If you picked one person at random from group A and one person at random from group B, the person from group A would have the higher value 55% of the time. That is only slightly better than a coin flip. While the difference between the groups may be statistically significant, a CLES of 0.55 means the groups overlap so much that knowing which group someone is in barely helps you predict their outcome. A CLES near 0.5 is one good way to communicate a small practical effect to a non-technical audience.
Why is Cliff's delta preferable to Cohen's d for ordinal outcome variables?
Cohen's d is computed from means and standard deviations, which assume the data is at least interval-level (i.e., that equal differences in the scale represent equal real-world differences). Ordinal data does not satisfy this assumption: the difference between "strongly agree" and "agree" is not necessarily the same as the difference between "agree" and "neutral." Cliff's delta works on ranks, so it only requires that you can order the values, not that the distances between them are meaningful. It is also more robust to skewed distributions and outliers, which are common in SE survey data.
Exercises
Cohen's d for Working Hours
Using the weekday and weekend programmer-hours data from the previous lesson, compute Cohen's d for the difference in hours worked. The t-test found p ≈ 10⁻³¹, which is about as small as p-values get. What is d? Based on Cohen's rough guidelines, how would you characterize the effect? Write two sentences directed at a manager considering a policy of discouraging weekend work: one based on the p-value and one based on Cohen's d, and explain which sentence is more useful for making that decision.
CLES for Working Hours
Compute the CLES for the weekday versus weekend programmer-hours comparison. Write exactly one sentence interpreting the result in plain English, using language that a project manager who has never taken a statistics course would understand. Then write one sentence explaining why CLES is easier to communicate to that audience than Cohen's d.
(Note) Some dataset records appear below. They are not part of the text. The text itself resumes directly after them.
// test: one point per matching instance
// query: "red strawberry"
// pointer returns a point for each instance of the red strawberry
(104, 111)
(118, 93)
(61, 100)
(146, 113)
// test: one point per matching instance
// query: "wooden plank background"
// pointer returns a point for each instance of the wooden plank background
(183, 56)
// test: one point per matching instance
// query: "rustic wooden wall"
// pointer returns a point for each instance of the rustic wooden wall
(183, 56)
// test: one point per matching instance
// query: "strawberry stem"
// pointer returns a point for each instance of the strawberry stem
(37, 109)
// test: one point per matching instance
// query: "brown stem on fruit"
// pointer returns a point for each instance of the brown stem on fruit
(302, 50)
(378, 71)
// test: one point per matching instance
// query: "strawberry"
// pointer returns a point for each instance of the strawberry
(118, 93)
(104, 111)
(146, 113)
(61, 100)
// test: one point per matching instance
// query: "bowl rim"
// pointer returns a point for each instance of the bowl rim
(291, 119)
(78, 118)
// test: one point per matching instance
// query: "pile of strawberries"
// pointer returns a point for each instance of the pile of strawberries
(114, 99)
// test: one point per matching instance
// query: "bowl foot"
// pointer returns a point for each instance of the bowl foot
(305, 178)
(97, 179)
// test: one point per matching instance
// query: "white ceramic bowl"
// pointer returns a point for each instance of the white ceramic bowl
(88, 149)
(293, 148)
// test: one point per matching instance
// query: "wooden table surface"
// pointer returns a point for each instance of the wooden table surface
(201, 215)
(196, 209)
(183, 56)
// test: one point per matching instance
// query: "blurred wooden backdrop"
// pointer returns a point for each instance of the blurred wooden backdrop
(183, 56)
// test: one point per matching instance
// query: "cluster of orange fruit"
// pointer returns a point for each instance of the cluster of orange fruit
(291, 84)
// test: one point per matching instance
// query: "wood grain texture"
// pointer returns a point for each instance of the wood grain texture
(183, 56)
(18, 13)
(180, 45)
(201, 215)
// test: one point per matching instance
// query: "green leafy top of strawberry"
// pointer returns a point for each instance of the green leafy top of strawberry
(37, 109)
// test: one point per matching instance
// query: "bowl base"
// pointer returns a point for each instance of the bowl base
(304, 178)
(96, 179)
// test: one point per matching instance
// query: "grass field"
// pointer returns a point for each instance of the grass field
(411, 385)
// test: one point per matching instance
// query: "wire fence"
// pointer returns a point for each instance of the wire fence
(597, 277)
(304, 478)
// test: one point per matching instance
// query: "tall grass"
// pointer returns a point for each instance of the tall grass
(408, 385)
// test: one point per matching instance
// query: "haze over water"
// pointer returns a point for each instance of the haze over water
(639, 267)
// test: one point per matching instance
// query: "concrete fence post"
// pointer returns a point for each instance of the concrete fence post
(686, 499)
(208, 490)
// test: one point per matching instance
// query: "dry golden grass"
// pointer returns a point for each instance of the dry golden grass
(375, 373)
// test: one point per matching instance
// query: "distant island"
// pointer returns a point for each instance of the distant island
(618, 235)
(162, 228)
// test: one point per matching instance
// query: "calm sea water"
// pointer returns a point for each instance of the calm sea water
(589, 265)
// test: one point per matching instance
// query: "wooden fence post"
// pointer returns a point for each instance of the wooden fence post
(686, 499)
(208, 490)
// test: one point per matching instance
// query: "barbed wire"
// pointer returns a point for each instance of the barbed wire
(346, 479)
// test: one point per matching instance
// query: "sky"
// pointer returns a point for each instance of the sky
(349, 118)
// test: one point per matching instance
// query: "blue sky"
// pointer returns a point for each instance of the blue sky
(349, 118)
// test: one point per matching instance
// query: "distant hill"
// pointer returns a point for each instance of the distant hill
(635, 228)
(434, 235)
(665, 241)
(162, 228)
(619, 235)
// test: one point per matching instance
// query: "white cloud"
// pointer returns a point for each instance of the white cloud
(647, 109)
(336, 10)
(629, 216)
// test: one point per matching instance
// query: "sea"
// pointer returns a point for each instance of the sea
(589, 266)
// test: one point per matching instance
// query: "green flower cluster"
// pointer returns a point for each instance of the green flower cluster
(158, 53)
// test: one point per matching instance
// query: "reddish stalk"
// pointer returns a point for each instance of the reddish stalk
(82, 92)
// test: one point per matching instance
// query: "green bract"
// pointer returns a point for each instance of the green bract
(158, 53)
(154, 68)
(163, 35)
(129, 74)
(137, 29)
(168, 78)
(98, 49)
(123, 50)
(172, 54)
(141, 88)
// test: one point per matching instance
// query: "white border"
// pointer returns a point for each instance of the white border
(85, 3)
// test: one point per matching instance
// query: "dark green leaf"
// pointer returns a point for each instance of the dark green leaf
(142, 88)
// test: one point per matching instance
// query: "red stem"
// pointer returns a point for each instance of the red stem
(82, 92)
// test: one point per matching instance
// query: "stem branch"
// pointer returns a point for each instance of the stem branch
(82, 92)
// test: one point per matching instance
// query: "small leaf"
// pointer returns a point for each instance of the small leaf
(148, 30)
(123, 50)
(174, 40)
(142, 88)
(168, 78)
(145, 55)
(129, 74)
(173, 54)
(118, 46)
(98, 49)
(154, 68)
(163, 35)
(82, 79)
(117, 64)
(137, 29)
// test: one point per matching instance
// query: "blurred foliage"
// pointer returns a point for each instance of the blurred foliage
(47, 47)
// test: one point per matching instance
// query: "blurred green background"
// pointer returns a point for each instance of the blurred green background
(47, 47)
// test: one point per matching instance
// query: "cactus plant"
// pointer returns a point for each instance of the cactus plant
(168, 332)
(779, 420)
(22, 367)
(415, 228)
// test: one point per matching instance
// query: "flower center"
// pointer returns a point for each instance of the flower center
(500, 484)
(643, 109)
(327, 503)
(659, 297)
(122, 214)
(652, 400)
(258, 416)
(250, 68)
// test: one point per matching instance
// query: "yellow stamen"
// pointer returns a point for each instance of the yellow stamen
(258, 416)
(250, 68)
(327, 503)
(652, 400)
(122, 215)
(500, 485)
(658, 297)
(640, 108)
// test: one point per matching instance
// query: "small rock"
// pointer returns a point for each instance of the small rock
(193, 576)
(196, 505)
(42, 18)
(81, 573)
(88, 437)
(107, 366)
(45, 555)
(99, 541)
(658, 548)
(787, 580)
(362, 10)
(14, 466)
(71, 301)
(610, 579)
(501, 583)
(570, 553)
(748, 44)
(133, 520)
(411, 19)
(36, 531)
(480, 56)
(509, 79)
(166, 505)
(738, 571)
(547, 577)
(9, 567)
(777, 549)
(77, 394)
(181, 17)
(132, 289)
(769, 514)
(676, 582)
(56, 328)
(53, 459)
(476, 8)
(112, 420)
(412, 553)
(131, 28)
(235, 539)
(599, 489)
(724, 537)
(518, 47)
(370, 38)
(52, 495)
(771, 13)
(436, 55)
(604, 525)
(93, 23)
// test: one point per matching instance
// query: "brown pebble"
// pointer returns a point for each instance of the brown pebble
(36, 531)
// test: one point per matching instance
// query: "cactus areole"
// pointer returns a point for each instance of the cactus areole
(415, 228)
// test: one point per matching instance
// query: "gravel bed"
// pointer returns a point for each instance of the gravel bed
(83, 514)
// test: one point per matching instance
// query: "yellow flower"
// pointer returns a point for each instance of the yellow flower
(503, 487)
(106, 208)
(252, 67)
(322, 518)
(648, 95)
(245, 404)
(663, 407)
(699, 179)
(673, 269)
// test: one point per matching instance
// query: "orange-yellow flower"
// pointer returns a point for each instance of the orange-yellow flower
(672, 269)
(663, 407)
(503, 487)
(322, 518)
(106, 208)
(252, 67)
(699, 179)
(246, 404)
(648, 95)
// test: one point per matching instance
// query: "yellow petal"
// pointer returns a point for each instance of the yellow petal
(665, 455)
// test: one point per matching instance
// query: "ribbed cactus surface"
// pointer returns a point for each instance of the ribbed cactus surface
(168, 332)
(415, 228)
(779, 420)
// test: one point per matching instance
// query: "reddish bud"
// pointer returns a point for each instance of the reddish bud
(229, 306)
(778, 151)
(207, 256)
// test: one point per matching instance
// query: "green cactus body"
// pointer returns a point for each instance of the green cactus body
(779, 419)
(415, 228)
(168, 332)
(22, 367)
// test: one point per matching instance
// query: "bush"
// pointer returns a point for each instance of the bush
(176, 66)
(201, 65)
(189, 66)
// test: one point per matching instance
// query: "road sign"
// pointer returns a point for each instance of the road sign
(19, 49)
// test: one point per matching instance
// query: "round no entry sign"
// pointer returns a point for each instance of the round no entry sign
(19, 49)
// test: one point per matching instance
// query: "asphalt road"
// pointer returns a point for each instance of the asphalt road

Small Effect, No Significance
Construct a synthetic dataset in Python where Cohen's d is approximately 0.8 (a large effect by Cohen's guidelines) but the t-test produces p > 0.05. Report the sample size you needed to make this happen. Explain in one sentence what this demonstrates about the relationship between effect size and statistical significance.
Effect Size for Prechelt Data
From the Prechelt data analyzed in the first lesson, pick one statistically significant p-value you found earlier (e.g., a comparison between two languages on work hours). Compute Cohen's d for that comparison. Write one sentence describing whether the effect size strengthens or weakens the claim that the difference is practically important for a team deciding which language to use.
Cliff's Delta Table for TDD Outcomes
Using the Fucci TDD dataset, compute Cliff's delta for all three outcome variables (TESTS,
QLTY, and PROD). Present the results as a Polars dataframe with columns outcome,
cliffs_delta, and label, where label is one of "negligible" (|delta| < 0.147),
"small" (< 0.33), "medium" (< 0.474), or "large" (≥ 0.474). Write one sentence summarizing
what the table implies for a development team considering whether to adopt TDD.